Genetics and epigenetics of Pinus nigra populations with differential exposure to air pollution

Elissavet Ch Katsidi  1 Evangelia V Avramidou  1 Ioannis Ganopoulos  1 Evangelos Barbas  1 Andreas Doulis  2 Athanasios Triantafyllou  3 Filippos A Aravanopoulos  1
Affiliations

Genetics and epigenetics of Pinus nigra populations with differential exposure to air pollution

Elissavet Ch Katsidi et al. Front Plant Sci. .

Abstract

Forest species in the course of their evolution have experienced several environmental challenges, which since historic times include anthropogenic pollution. The effects of pollution on the genetic and epigenetic diversity in black pine (Pinus nigra) forests were investigated in the Amyntaio - Ptolemais - Kozani Basin, which has been for decades the largest lignite mining and burning center of Greece, with a total installed generating capacity of about 4.5 GW, operating for more than 70 years and resulting in large amounts of primary air pollutant emissions, mainly SO2, NOx and PM10. P. nigra, a biomarker for air pollution and a keystone species of affected natural ecosystems, was examined in terms of phenology (cone and seed parameters), genetics (283 AFLP loci) and epigenetics (606 MSAP epiloci), using two populations (exposed to pollution and control) of the current (mature trees) and future (embryos) stand. It was found that cone, seed, as well as genetic diversity parameters, did not show statistically significant differences between the exposed population and the control. Nevertheless, statistically significant differences were detected at the population epigenetic level.

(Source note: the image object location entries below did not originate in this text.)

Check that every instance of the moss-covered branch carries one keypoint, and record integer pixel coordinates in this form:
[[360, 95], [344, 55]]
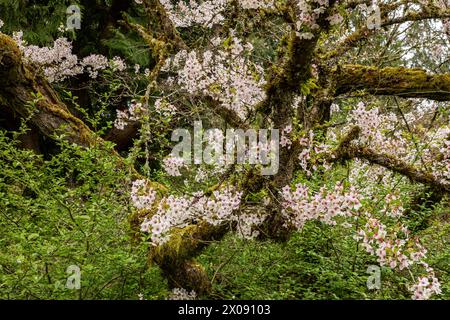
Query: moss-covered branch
[[348, 151], [398, 81]]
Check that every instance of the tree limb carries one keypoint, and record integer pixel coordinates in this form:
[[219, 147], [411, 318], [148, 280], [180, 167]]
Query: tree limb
[[397, 81]]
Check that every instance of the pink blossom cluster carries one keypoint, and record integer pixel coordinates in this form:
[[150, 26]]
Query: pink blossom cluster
[[172, 165], [182, 294], [134, 113], [392, 206], [59, 63], [142, 195], [398, 250], [307, 13], [225, 74], [205, 13], [178, 212], [165, 108], [299, 206], [246, 223], [310, 148]]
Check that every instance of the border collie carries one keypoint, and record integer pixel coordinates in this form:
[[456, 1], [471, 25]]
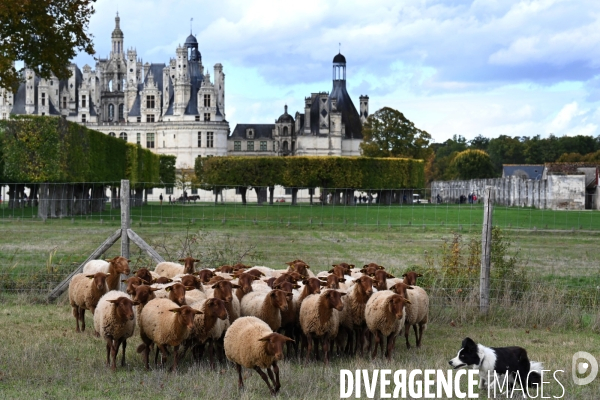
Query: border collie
[[502, 360]]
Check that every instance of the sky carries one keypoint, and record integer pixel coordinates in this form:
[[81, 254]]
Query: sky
[[453, 67]]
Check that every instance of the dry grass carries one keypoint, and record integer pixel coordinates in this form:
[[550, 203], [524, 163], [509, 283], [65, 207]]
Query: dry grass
[[43, 357]]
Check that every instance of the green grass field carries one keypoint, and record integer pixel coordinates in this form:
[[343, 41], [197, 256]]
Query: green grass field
[[45, 358]]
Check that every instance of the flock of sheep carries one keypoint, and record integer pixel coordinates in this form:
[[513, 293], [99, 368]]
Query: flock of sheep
[[249, 313]]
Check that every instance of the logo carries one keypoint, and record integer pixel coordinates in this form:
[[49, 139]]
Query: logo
[[579, 368]]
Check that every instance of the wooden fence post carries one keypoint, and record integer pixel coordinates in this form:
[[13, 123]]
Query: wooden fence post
[[486, 246], [125, 222]]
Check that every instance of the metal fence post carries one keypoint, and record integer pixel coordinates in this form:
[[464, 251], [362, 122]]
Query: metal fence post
[[486, 246], [125, 222]]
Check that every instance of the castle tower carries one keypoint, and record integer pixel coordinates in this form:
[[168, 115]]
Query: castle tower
[[364, 108], [117, 39], [182, 85]]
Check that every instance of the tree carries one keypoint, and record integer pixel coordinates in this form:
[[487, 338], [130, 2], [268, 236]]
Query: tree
[[44, 34], [473, 164], [388, 133]]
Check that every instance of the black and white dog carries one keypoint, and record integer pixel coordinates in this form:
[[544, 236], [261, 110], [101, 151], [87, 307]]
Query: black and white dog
[[502, 360]]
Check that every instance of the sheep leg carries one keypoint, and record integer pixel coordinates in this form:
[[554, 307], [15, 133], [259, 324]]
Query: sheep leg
[[108, 351], [417, 337], [76, 315], [82, 318], [276, 370], [390, 346], [325, 347], [308, 346], [240, 380], [175, 357], [378, 339], [265, 378], [124, 345]]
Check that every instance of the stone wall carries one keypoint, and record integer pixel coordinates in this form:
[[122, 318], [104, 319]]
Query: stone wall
[[557, 192]]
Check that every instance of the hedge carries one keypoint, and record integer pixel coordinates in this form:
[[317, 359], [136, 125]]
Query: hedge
[[330, 172], [35, 149]]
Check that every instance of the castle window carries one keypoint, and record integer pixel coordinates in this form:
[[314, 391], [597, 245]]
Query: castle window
[[150, 140]]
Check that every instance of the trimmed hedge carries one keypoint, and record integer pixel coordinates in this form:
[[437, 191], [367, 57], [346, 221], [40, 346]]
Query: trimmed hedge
[[35, 149], [331, 172]]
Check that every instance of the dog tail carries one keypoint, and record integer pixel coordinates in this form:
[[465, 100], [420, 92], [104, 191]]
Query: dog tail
[[535, 373]]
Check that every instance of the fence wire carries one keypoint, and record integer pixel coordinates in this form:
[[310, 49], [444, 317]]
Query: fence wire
[[48, 230]]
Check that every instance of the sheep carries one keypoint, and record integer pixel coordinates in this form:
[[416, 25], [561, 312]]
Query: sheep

Moreover, there was a further differentiation regarding the intergenerational comparison: while the epigenetic diversity does not substantially change in the two generations assessed in the control population, epigenetic diversity is significantly higher in the embryo population compared to the parental stand in the exposed population. This study sheds a light to genome dynamics in a forest tree population exposed to long term atmospheric pollution burden and stresses the importance of assessing both genetics and epigenetics in biomonitoring applications.

Keywords: AFLP; MSAP; Pinus nigra; air pollution; reproductive traits.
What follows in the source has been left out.